Não, a Igreja Católica não tem o monopólio sobre o crucifixo. A cruz é uma expressão de identidade cristã que moldou a Europa durante séculos. A Baviera, a Alemanha e, de fato, toda a Europa certamente não teriam sua forma atual sem essa característica cristã. Especialmente porque muitos direitos e liberdades foram conquistados em confrontações com a Igreja. Quem não sabe ou não quer admitir pode simplesmente ler um livro sobre a história cultural da Europa.
É mais do que irônico quando é deixado justamente para Ahmad Mansour, um muçulmano de origem palestina, elucidar a situação em horário nobre na televisão alemã: "Nós não mostramos às pessoas que vêm a nós valores claros. Isso é um grande déficit. A frase 'nós vamos conseguir' [slogan usado pela chanceler federal alemã, Angela Merkel, no auge da crise migratória] não é suficiente"!
E é exatamente sobre isso que se trata na Baviera – não sobre marginalização, mas sobre qual espírito e com quais valores se deve trabalhar nas repartições públicas do estado. Valores que evoluíram ao longo de séculos e que abrangem o espaço cultural da Sicília à Lapônia. Valores que ninguém quer deixar de ter aqui – e passaram a ser atraentes a mais e mais pessoas de outras partes do mundo.

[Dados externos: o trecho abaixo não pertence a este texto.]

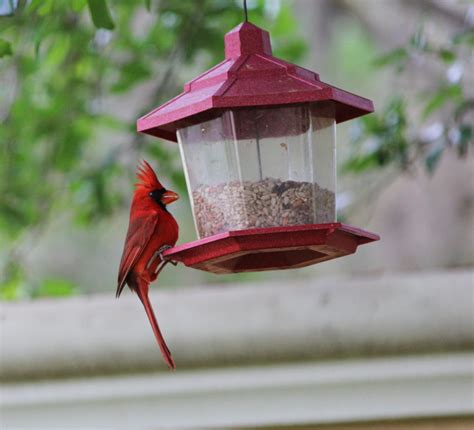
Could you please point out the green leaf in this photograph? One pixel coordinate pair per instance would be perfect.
(78, 5)
(54, 287)
(5, 48)
(464, 37)
(100, 14)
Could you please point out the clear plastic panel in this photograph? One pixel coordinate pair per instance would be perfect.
(261, 167)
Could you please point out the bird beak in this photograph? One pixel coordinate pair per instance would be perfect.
(169, 197)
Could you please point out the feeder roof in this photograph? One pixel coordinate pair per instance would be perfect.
(250, 76)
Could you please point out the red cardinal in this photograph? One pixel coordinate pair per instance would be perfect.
(151, 230)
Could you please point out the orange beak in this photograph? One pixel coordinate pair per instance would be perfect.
(169, 197)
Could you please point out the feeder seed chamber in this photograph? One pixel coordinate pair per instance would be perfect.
(257, 137)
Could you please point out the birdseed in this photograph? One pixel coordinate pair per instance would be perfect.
(267, 203)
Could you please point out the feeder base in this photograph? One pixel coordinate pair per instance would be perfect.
(274, 248)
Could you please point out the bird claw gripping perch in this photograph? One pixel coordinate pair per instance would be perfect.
(164, 262)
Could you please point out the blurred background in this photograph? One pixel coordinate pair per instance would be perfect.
(75, 76)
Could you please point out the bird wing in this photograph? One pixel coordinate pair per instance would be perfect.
(140, 231)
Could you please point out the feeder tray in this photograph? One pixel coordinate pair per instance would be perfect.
(270, 248)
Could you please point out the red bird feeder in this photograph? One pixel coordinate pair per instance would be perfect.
(257, 140)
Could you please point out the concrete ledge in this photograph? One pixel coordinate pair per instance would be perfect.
(304, 393)
(240, 325)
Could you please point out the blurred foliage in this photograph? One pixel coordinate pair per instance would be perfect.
(60, 62)
(406, 133)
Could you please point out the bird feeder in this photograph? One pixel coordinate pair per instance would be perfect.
(257, 137)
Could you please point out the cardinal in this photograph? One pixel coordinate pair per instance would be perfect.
(152, 230)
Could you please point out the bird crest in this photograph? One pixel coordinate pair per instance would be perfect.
(147, 177)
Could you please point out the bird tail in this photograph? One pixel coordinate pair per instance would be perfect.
(143, 296)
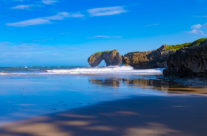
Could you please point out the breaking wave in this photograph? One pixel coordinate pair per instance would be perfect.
(108, 70)
(111, 70)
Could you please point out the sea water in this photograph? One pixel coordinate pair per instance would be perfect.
(26, 92)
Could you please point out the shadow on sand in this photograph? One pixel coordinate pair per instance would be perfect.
(138, 116)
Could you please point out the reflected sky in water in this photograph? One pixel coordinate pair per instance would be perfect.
(22, 97)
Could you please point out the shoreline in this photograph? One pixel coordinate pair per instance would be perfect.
(148, 116)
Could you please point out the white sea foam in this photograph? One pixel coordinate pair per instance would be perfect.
(111, 70)
(107, 70)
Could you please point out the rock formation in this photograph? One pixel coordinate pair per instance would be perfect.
(111, 58)
(190, 62)
(149, 59)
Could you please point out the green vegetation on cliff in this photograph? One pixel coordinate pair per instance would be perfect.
(185, 45)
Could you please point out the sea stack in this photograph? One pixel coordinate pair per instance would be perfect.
(111, 58)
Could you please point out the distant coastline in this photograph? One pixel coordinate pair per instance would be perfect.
(182, 60)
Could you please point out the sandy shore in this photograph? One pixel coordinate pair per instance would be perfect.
(138, 116)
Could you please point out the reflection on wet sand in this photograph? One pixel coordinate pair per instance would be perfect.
(155, 84)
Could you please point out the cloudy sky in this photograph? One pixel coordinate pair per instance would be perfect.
(66, 32)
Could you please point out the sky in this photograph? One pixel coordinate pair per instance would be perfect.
(67, 32)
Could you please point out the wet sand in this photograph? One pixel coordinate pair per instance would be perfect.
(184, 115)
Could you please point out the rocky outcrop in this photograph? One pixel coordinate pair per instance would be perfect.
(111, 58)
(149, 59)
(188, 62)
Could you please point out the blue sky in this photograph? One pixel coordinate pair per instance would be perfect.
(66, 32)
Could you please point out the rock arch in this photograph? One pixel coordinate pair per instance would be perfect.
(111, 58)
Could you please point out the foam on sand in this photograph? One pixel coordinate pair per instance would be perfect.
(107, 70)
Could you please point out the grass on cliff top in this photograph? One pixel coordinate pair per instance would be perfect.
(185, 45)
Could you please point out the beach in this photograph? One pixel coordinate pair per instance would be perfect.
(95, 102)
(138, 116)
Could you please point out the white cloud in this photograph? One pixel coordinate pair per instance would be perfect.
(107, 37)
(44, 20)
(106, 11)
(199, 29)
(197, 32)
(22, 7)
(198, 26)
(48, 2)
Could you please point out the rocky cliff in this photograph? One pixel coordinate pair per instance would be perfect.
(189, 62)
(149, 59)
(111, 58)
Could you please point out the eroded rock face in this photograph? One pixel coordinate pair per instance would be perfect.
(111, 58)
(149, 59)
(188, 62)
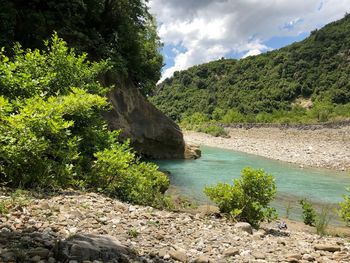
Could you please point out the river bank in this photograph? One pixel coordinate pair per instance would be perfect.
(82, 227)
(324, 147)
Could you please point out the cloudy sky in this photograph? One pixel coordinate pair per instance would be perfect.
(198, 31)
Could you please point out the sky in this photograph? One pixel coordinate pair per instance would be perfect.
(198, 31)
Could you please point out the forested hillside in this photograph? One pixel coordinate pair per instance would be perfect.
(269, 87)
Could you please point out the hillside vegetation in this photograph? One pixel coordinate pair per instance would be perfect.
(271, 87)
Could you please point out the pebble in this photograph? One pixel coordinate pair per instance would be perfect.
(165, 235)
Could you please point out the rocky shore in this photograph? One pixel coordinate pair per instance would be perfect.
(323, 147)
(87, 227)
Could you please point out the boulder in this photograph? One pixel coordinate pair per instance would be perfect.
(178, 255)
(231, 252)
(245, 227)
(92, 247)
(152, 134)
(329, 248)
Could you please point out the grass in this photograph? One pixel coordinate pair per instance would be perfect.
(17, 200)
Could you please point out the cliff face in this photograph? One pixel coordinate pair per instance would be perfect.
(152, 134)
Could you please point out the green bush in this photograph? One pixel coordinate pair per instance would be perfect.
(322, 221)
(117, 172)
(52, 134)
(248, 198)
(212, 129)
(344, 211)
(233, 116)
(309, 213)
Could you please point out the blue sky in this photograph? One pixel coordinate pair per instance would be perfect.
(198, 31)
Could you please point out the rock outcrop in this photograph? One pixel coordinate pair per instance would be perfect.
(152, 134)
(80, 227)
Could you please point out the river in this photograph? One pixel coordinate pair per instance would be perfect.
(322, 187)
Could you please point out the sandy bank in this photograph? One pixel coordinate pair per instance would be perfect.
(327, 148)
(84, 227)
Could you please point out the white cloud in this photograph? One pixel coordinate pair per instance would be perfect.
(253, 52)
(210, 29)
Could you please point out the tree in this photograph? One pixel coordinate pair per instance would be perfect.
(122, 30)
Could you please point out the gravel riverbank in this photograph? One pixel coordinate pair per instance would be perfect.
(87, 227)
(325, 147)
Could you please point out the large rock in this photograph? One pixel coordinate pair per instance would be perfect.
(151, 132)
(92, 247)
(245, 227)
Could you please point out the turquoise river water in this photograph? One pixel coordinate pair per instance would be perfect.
(323, 187)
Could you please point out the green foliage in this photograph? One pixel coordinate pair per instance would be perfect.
(248, 198)
(233, 116)
(265, 88)
(309, 213)
(117, 173)
(344, 211)
(17, 200)
(200, 122)
(212, 129)
(52, 133)
(288, 209)
(322, 221)
(133, 232)
(122, 30)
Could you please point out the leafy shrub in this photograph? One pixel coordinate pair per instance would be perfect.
(212, 129)
(309, 213)
(248, 198)
(117, 172)
(322, 221)
(52, 133)
(344, 211)
(233, 116)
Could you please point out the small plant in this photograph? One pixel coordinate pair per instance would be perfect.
(288, 209)
(3, 207)
(344, 211)
(248, 198)
(322, 221)
(133, 232)
(309, 213)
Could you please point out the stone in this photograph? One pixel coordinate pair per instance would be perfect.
(292, 260)
(329, 248)
(178, 255)
(36, 258)
(245, 227)
(151, 132)
(207, 210)
(231, 252)
(308, 257)
(259, 255)
(40, 251)
(8, 256)
(162, 253)
(202, 259)
(92, 247)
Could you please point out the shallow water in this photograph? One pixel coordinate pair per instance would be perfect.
(321, 186)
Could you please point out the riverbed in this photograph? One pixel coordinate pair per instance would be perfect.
(324, 147)
(323, 187)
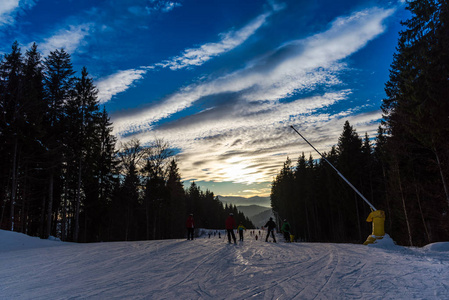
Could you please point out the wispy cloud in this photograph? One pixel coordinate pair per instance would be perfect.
(69, 38)
(229, 41)
(117, 83)
(10, 8)
(190, 57)
(243, 135)
(297, 66)
(154, 6)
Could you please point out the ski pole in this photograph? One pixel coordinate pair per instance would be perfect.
(338, 172)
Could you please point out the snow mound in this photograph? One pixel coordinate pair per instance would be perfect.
(12, 241)
(437, 247)
(385, 243)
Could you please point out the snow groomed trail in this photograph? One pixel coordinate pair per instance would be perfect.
(213, 269)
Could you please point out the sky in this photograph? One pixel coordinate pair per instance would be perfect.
(210, 268)
(223, 81)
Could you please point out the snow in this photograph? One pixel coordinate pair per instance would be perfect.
(210, 268)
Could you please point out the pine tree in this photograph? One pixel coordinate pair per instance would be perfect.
(11, 74)
(58, 85)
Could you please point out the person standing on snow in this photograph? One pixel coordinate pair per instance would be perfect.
(190, 225)
(230, 225)
(286, 230)
(241, 228)
(270, 229)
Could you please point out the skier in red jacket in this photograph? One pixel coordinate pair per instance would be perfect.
(230, 225)
(190, 225)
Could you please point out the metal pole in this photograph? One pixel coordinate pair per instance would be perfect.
(338, 172)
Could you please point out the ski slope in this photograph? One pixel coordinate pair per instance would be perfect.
(205, 268)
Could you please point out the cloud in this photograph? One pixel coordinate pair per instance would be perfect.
(68, 38)
(297, 66)
(117, 83)
(243, 134)
(153, 7)
(229, 41)
(190, 57)
(10, 8)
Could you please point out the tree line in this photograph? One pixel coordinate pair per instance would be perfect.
(62, 172)
(404, 170)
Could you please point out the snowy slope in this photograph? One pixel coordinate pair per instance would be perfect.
(205, 268)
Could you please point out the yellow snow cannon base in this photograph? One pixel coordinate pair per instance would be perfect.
(372, 239)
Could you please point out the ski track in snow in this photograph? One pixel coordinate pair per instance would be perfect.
(213, 269)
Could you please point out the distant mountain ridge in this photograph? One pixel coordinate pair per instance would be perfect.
(242, 201)
(259, 215)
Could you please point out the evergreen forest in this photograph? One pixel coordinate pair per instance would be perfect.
(62, 173)
(404, 170)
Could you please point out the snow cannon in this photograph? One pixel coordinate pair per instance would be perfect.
(377, 217)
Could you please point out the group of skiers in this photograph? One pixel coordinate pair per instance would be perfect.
(230, 225)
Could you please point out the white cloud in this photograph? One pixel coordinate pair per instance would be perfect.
(117, 83)
(120, 82)
(69, 39)
(10, 8)
(247, 136)
(296, 66)
(229, 41)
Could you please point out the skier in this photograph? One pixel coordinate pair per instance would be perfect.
(241, 228)
(190, 225)
(230, 225)
(286, 230)
(270, 229)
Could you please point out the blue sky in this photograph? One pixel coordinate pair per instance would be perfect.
(222, 81)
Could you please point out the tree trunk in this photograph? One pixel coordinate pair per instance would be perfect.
(403, 203)
(422, 215)
(50, 206)
(14, 183)
(443, 179)
(78, 202)
(64, 215)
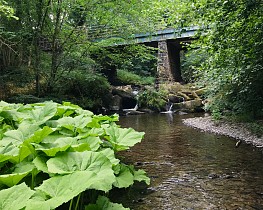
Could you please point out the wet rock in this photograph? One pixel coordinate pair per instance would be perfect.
(116, 103)
(213, 176)
(234, 130)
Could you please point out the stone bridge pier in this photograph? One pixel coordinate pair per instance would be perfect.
(168, 63)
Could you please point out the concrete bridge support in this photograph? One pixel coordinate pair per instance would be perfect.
(168, 66)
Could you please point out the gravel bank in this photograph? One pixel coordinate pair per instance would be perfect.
(237, 130)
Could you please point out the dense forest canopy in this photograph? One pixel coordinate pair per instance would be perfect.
(49, 43)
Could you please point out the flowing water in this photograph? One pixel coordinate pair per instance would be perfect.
(190, 169)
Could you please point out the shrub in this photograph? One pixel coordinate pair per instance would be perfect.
(88, 89)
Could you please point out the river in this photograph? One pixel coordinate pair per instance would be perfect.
(190, 169)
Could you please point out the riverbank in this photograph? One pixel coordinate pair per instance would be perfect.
(234, 130)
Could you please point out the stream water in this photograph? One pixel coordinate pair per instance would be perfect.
(190, 169)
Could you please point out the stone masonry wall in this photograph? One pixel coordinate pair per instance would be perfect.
(164, 73)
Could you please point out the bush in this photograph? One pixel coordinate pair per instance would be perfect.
(89, 89)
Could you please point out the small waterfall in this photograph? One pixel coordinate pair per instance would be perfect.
(170, 108)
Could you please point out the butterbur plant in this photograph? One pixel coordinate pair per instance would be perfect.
(56, 154)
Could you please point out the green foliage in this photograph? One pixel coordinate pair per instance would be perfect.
(88, 89)
(6, 10)
(233, 41)
(61, 151)
(126, 77)
(152, 99)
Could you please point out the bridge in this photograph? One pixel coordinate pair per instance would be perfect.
(170, 43)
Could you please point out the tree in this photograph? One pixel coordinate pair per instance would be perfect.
(233, 43)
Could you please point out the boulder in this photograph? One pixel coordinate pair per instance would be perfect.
(116, 103)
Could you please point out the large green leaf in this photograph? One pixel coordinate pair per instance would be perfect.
(59, 145)
(109, 153)
(92, 141)
(21, 170)
(7, 152)
(103, 203)
(15, 198)
(38, 201)
(123, 138)
(61, 189)
(77, 123)
(124, 177)
(70, 162)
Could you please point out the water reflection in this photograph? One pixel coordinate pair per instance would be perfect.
(190, 169)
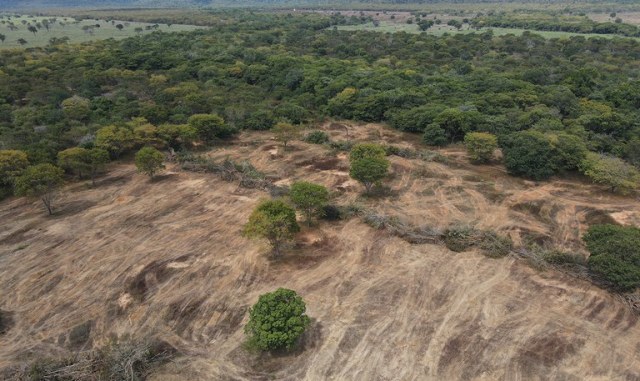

Sim, claro que um crucifixo no saguão não define uma boa administração ou escola. Para tal, precisa-se de pessoas que carregam esses valores, que façam com que outros os sintam. Mas certamente serve como lembrete, missão e advertência.
E não, cardeal: o crucifixo e sua mensagem não pertencem à Igreja e aos clérigos. A cruz representa muito mais. Ela serve – veja o início deste texto – até como uma maldição. Mas já que o Deus cristão é um Deus gracioso, ele certamente me perdoará por isso.